Il sera définitivement rejeté lorsque différentes études montrèrent que contrairement aux faisceaux visuels dont nous venons de parler, les fibres sensitives nociceptives sont myélinisées (de manière comparable à l’adulte) dès la naissance : en réalité, leur myélinisation commence dès le 2ème trimestre de grossesse !


Nous savons aujourd'hui très bien que les processus de synaptogenèse et
de myélinisation non seulement commencent durant la vie foetale, mais
se déroulent jusqu'à l'adolescence voir au delà.

Dès la naissance, les bébés ont donc les récepteurs adéquats et les voies nerveuses fonctionnelles pour ressentir la douleur.

Mais même avec ces preuves, les choses ont mis très longtemps à changer.

Il fallut encore quelques années, et la mise en évidence d’un neurotransmetteur lié à la douleur (la Substance P) dans le cerveau du fœtus et du nouveau-né, pour que l’on commence à prendre en compte la douleur dans le milieu néonatal.

Pour abandonner ces traitements qui nous semblent aujourd’hui une véritable barbarie.

Malgré les preuves qui s’accumulaient, une large communauté médicale a refusé de les voir et de traiter la douleur pédiatrique comme il se doit : un sujet central. En médecine, la preuve scientifique (reproduite, répliquée, contrôlée) doit être la règle. Il faut pouvoir être capable de remettre ses certitudes en question, de mettre en doute le dogme ambiant, et accepter les nouvelles conceptions.

Parce que le bien être du patient, sa guérison ou sa survie peut en dépendre.

La médecine fondée sur la science reste (et restera) la meilleure arme pour la guérison du patient.

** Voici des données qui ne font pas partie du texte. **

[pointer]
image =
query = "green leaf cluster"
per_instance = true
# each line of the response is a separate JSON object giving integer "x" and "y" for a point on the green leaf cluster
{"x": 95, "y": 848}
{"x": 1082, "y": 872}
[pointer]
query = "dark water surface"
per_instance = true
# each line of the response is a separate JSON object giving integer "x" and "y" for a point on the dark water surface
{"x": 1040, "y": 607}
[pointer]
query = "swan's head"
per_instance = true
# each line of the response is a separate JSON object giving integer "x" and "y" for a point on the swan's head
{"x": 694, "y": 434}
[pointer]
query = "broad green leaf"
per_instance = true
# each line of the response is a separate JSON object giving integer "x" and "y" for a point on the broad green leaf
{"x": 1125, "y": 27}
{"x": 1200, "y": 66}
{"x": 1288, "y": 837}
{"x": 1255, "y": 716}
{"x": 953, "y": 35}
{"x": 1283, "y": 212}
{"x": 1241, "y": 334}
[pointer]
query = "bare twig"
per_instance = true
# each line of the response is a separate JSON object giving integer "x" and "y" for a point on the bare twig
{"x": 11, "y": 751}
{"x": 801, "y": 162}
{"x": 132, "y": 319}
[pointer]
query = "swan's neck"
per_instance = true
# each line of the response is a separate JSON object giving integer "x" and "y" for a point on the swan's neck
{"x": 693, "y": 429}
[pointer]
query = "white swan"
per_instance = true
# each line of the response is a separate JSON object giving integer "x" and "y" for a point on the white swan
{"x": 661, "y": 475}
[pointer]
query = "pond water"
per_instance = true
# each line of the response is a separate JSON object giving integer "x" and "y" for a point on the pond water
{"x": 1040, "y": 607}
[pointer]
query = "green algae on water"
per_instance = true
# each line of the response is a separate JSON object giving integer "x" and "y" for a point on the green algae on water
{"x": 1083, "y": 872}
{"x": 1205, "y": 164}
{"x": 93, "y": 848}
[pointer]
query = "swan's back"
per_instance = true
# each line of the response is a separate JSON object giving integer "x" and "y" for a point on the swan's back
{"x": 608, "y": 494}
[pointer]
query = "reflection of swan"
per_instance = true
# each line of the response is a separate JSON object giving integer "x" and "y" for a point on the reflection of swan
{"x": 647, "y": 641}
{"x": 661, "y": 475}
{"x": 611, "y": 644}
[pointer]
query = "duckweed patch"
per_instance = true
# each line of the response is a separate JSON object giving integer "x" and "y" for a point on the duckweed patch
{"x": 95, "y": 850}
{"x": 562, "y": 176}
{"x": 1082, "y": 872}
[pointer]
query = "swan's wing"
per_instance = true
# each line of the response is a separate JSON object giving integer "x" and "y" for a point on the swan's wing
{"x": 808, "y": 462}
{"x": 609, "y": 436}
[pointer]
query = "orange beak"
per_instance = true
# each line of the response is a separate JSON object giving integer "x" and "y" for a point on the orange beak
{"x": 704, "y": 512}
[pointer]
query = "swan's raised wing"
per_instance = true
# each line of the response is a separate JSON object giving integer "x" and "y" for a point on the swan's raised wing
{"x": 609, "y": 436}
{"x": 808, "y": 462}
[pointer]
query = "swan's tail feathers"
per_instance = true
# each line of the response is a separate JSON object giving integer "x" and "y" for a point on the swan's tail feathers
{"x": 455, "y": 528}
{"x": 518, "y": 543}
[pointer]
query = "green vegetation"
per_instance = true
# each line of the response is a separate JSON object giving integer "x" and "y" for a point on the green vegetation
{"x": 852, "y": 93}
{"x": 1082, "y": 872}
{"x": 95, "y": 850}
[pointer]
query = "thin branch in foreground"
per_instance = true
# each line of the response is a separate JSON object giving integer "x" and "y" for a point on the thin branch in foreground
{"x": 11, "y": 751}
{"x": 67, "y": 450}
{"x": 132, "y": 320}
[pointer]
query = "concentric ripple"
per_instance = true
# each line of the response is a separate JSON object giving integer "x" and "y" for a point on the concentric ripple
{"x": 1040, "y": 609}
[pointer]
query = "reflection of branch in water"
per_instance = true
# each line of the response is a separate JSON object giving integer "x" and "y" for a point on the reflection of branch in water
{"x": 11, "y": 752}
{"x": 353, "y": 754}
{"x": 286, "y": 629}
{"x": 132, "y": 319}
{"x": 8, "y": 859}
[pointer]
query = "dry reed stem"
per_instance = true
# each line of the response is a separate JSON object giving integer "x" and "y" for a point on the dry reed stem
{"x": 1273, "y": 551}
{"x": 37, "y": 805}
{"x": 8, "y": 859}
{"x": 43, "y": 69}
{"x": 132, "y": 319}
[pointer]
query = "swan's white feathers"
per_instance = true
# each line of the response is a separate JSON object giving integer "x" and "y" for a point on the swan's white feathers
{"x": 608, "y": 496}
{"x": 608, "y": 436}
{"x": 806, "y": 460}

Cela ne veut pas dire que le médecin doit s’emballer à chaque nouvelle étude de Science ou de Brain. Une étude scientifique n’a aucun poids ou presque si elle n’a pas été répliquée de manière indépendante, par d’autres chercheurs.

Mais les médecins doivent prendre en compte ces avancées dans leurs connaissances médicales et la prise en charge de leur patient.

Cela ne veut pas dire que la médecine doit prendre en compte chaque progrès médical ou scientifique : la médecine est un domaine multidisciplinaire, elle ne dépend pas uniquement des avancées de la science. Elle dépend tout autant des moyens économiques qui lui sont accordés ou des mœurs du temps et du lieu où elle est appliquée (l’éthique).

Mais nous devons pouvoir allouer les moyens nécessaires pour que le plus grand nombre puisse avoir accès, dans la mesure du possible, aux meilleurs soins.

Enfin, cela ne veut pas dire que la médecine doit s’orienter uniquement vers la science –ce qu’elle a de plus en plus tendance à le faire. Elle doit rester axée sur et vers le patient, son accompagnement, ses proches. Prenons garde à ce que la médecine de demain ne soit pas encore plus techno-centrée qu’elle ne l’est aujourd’hui.

Mais nous ne devons pas non plus verser dans l’immobilisme, dans ce regard méfiant envers le progrès.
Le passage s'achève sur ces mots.